A Trail Of Blood On The Snow by Sam Lee
I would like to thank Barbican Press for an advance copy of this novella in exchange for a fair and honest review
Publisher – Barbican Press
Published - 15/4
Price – £10.99 paperback
He remembers me. He remembers the screaming and the blood on the snow. He remembers everything, I can tell."
Rex is 41. Halfway to death and no happier for it. Any promise of a better life got stifled decades ago, when Rex was a limping school kid and Max was the school bully.
Then, a chance encounter. Max standing smug and handsome at a gas station with his oh-so-perfect family.
Rex secretly follows them home. Watches them. Thinks about his own miserable life. What Max did to him, and how a real man would claim revenge.
Rex acts.
Is this the making of a monster, or the breaking of a man?
Are we all responsible for our actions or do we accept our pasts shape them. This is a difficult age-old debate of is it our genetics or our upbringing that makes us who we are. Exploring the concept of toxic masculinity is an intriguing idea explored in Sam Lee’s dark novella A Trail of Blood On the Snow where actions shape future actions to some extent but I’m not totally sure it quite lands all its targets.
Rex Constanzo is 41, married and has a teenage daughter. He is slightly drifting as nothing has gone quite to plana and his family are all feeling increasingly distant from him. Then he meets unexpectedly Max Adams a schoolyard bully who appears now rich and in a happy family which makes Rex relive long buried memories of his childhood. Rex is furious to see Max has not been hurt by what he did to him many years ago. Revenge is the only solution but this could end even worse for Rex.

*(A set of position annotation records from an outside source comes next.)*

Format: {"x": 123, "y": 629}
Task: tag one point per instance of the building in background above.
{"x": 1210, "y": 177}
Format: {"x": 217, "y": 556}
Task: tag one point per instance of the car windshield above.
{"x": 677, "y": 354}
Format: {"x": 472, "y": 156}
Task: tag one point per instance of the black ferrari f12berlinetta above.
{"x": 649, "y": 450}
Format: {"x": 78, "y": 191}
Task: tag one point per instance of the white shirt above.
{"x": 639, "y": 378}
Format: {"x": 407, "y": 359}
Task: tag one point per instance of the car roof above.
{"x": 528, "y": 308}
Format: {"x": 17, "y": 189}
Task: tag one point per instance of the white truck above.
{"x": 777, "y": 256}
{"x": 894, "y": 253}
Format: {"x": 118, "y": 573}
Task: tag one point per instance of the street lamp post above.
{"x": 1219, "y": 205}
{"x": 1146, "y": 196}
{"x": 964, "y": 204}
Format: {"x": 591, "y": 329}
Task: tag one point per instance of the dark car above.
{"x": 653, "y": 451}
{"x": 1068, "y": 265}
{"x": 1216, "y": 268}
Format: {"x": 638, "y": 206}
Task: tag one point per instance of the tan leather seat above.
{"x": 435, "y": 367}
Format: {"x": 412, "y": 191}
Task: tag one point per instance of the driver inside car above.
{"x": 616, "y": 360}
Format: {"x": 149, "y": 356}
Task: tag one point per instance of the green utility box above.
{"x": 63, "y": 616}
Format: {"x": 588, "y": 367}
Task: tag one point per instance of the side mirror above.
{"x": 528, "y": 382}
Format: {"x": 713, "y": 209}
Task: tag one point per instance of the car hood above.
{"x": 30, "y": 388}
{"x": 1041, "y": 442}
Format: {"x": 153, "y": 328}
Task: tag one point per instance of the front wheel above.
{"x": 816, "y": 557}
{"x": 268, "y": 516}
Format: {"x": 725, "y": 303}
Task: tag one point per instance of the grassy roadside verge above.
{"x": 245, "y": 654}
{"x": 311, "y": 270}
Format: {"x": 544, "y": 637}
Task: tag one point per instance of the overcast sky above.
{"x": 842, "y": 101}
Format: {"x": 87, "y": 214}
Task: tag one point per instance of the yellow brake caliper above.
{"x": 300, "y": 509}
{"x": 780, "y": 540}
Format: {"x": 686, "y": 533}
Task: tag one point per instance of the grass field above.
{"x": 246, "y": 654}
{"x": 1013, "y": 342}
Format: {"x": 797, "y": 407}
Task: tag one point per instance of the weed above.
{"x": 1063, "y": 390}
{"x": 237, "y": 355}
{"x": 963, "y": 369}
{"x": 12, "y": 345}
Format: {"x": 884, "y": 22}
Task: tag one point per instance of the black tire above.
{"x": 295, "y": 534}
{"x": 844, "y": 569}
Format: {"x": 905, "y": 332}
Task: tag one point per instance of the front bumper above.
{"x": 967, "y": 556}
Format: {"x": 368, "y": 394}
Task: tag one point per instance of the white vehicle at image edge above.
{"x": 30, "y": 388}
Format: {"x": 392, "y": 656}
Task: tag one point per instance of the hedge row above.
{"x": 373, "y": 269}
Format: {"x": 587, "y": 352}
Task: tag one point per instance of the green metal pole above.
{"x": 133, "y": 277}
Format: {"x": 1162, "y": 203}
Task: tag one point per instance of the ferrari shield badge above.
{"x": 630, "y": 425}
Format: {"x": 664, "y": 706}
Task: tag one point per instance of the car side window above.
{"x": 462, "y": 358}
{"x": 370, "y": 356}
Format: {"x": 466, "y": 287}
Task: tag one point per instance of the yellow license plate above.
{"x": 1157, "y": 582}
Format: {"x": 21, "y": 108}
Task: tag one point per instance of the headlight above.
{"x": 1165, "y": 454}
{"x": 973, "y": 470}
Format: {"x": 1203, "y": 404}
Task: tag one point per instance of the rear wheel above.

I have had a mixed reaction to this novel which is dealing with in credibly dark themes of sexual abuse and suicide. Rex who tells us his tale is not an immediately sympathetic character he blames his wife and daughter for their lack of fitness and takes no pride in his own. He tells us of his voyeur like spying on his sister’s many dates and overall is crude and bitter. Lee though does start to unpeel Rex’s past and we see a man who grew up in a time and place where boys were expected to be men in miniature, must hide their tears and emptions and that instead leaves them to lash out. When we do see what Max did to Rex it starts to explain his emotional distances, his not too hidden rage and sets him on a terribly destructive past. We cannot condone his actions but Lee achieves at this midway stage the key part of such characters we understand their actions.
It slightly though for me loses that focus in the second act after this turning point. In some ways Rex becomes much more sympathetic we see that a moment of revenge allows him to appear to unlock his emotional distance and try to re-connect with his own family. But for me the subsequent events do not quite flow as well as I was then hoping. A subplot involving his daughter is allows to show that rex is not simply cured by one action. Indeed, this works to show that rex cannot be absolved for his current actions on his past and indeed we find he takes no real lessons from what he has done and lashes out if he cannot get his own way. That could have been an interesting placer to end the story but Lee slightly overcooks it with a big reveal that casts a different light on rex and for me really doesn’t work for the character or the wider story. Its one reveal too much and almost suggests a mental illness excuses the behaviour we see.
A trail of Blood On the Show is a very dark tale and goes into very murky territory with a deliberately horrible and unlikeable character to spend time with. While I applaud the character work to show what makes him tick the overall ending slightly for me loses focus on the key messages of responsibility. For fans of transgressive horror worth a look but caveated.